Of the few prime-time shows that display gay relationships, I've noticed that none feature men of color; and by color I do mean more than just African American's. What does this say about our developing society? Why are White homosexual couples displayed so easily on television but Black counterparts are predominately scarce? I for one thought that in the fight for equality, all races would be included. If the agenda of these shows truly is to promote acceptance of gay relationships, then I strongly believe that it's a failed cause. By only highlighting a certain aspect, or group, misconceptions can easily develop as these shows offer no variety of characters and culture. Just look at the examples:
Modern Family is a critically acclaimed series best known for its display of the evolution of what constitutes as a family in modern society. A key element to the show is the token gay couple, Mitchell and Cameron. Though both men are representations of the diversity of personalities that exist within the gay community, neither character is relatable to black audiences. In fact, the relationship shown in the show The New Normal, closely parallels that of Modern Family: A white couple facing the difficulties of being gay and starting a family. I love the shows but once again none of these men can be considered "relatable" by non-white audiences. Not saying that some of the situations encountered by these characters aren't universal, but it takes more than sexual orientation to make something relatable. How can I relate to these men when we they don't look like me or face the challenges I face. The closest prime time television has come to showing a gay couple of color was with the short lived series the L.A. Complex, but sadly there was nothing healthy about that relationship.
So where does this leave us? What is the future for gay couples of color on prime time television and is that future necessarily a good one?
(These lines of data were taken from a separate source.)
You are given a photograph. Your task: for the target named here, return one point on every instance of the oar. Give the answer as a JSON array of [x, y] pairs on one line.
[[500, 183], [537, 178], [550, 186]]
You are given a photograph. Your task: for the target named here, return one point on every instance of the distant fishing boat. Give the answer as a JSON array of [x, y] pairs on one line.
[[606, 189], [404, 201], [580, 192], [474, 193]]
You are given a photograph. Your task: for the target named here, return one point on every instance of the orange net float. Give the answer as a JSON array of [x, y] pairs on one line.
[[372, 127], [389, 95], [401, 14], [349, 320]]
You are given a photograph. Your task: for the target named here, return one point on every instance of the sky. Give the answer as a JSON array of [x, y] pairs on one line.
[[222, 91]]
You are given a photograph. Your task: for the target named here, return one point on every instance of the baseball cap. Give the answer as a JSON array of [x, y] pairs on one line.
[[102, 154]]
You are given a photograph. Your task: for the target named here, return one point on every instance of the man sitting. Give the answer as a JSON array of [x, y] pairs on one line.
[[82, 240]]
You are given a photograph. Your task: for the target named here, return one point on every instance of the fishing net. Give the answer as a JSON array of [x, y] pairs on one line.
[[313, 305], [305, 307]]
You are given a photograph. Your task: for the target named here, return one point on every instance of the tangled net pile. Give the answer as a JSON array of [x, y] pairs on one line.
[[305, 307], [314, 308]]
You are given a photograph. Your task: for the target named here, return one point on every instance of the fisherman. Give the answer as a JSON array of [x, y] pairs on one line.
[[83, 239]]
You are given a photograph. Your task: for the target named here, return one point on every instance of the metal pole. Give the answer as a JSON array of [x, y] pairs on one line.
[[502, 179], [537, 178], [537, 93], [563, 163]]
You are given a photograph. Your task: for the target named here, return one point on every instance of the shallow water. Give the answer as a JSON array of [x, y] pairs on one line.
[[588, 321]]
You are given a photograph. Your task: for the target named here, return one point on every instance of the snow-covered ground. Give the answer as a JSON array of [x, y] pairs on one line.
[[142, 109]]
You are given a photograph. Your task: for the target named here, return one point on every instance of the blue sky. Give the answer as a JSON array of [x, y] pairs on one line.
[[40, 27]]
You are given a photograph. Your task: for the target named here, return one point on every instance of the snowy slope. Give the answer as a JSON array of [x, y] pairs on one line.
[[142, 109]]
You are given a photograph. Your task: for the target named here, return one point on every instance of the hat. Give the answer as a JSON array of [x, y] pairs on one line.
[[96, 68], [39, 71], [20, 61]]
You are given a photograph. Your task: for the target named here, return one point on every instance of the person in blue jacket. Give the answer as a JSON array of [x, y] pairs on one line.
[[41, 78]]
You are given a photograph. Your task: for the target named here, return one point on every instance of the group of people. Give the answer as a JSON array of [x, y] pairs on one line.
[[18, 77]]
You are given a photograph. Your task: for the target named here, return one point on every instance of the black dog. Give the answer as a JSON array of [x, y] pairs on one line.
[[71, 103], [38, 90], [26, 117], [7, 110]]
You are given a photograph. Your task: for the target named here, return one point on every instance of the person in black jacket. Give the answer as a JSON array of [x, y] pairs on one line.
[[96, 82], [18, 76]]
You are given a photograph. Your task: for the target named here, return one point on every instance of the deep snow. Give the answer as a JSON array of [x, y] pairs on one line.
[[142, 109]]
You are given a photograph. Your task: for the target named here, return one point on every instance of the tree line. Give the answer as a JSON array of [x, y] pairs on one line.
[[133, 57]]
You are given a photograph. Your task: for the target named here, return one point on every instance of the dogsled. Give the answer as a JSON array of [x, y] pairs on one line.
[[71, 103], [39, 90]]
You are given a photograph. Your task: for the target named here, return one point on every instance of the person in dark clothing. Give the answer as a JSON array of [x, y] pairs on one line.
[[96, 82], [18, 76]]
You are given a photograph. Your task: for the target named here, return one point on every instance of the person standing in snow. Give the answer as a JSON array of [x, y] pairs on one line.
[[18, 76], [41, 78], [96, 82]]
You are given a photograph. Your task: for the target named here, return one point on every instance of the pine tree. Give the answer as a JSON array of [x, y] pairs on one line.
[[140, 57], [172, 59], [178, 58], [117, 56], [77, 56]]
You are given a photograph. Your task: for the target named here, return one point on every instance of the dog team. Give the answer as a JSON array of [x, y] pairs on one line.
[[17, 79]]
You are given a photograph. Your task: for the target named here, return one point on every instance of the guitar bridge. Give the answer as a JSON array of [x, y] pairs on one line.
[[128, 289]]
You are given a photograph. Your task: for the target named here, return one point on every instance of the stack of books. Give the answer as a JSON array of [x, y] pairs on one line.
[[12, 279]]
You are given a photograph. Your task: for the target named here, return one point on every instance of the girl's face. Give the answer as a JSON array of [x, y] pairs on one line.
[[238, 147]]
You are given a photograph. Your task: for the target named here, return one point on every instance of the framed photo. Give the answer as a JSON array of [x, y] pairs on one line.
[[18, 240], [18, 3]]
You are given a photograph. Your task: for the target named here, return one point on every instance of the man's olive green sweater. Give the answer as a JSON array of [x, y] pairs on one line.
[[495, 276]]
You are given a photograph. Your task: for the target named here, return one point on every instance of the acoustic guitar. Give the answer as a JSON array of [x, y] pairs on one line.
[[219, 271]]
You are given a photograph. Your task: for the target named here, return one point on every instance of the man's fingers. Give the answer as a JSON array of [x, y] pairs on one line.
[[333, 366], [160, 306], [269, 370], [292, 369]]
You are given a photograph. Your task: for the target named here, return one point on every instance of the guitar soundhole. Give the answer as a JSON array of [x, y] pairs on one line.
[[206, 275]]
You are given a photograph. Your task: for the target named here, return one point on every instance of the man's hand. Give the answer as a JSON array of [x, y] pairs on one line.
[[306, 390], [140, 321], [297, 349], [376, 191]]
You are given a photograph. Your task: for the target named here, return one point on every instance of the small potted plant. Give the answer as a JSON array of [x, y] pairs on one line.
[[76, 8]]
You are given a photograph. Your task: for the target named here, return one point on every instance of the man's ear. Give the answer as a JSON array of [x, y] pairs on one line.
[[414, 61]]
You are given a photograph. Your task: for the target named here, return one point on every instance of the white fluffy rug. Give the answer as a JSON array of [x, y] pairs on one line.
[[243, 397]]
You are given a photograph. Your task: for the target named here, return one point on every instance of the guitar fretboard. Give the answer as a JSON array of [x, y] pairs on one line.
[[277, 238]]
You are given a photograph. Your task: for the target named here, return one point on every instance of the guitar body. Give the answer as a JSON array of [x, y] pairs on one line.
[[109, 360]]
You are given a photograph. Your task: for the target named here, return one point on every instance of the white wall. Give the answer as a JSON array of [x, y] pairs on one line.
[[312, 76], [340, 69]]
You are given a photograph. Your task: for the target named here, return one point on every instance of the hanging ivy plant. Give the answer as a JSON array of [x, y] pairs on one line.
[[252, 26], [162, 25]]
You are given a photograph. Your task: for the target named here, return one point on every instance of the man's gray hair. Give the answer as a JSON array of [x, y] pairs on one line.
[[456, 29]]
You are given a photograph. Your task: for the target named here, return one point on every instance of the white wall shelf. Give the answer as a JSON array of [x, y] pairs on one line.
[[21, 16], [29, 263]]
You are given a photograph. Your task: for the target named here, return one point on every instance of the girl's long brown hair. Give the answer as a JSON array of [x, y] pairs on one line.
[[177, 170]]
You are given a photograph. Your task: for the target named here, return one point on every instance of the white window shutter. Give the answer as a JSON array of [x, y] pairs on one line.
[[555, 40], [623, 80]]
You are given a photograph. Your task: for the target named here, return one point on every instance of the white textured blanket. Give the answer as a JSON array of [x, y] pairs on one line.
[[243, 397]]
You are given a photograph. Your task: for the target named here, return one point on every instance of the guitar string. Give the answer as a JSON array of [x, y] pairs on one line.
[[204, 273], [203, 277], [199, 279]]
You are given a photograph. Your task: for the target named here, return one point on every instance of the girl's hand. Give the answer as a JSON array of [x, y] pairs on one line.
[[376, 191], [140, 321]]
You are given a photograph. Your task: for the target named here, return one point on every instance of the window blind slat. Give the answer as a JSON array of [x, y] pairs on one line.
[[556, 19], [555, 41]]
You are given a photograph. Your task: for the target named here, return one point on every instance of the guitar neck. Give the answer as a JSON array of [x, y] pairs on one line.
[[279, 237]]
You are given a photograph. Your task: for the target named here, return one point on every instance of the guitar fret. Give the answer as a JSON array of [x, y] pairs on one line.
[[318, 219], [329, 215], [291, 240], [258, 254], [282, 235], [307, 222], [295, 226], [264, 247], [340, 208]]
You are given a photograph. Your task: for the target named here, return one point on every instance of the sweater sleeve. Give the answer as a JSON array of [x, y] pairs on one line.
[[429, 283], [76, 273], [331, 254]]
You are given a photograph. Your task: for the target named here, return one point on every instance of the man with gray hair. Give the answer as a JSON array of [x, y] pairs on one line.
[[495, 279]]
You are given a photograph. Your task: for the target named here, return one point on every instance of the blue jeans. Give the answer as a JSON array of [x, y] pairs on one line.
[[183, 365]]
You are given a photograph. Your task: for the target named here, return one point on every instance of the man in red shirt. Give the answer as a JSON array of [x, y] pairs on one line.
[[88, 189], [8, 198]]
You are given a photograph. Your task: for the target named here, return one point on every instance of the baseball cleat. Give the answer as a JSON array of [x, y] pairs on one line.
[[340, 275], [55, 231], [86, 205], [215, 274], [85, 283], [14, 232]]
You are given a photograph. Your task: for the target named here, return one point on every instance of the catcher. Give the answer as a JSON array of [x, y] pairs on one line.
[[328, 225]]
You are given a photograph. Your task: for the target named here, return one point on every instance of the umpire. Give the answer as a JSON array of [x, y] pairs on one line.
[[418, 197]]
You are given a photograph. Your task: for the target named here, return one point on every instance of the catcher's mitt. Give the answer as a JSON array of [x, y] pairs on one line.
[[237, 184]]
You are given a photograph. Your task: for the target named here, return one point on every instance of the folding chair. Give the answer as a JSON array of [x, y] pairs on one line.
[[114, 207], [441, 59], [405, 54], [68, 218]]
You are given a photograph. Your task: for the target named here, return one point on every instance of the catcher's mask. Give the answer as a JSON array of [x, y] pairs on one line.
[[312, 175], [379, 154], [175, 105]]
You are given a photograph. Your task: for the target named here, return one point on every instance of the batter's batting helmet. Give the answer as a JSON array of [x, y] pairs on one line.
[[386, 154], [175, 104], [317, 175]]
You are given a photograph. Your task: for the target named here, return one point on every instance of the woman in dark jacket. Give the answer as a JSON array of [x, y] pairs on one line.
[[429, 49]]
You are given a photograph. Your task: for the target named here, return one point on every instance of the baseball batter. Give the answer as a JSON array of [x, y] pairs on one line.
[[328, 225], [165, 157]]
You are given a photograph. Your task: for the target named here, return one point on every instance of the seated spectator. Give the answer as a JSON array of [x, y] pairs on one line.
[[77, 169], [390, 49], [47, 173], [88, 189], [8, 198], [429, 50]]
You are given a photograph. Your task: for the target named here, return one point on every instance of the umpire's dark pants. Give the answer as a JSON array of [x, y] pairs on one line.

These, I do not have the answer to but I do know that the first step to getting closer representation to oneself on television starts with demanding it. The issue of the lack of diversity of gay couples on prime television goes beyond color, and creates a big misconception as to what the average gay couple looks like. Ask yourself, are the men portrayed on these shows anything like you? And then ask yourself who are these depictions really trying to appeal to?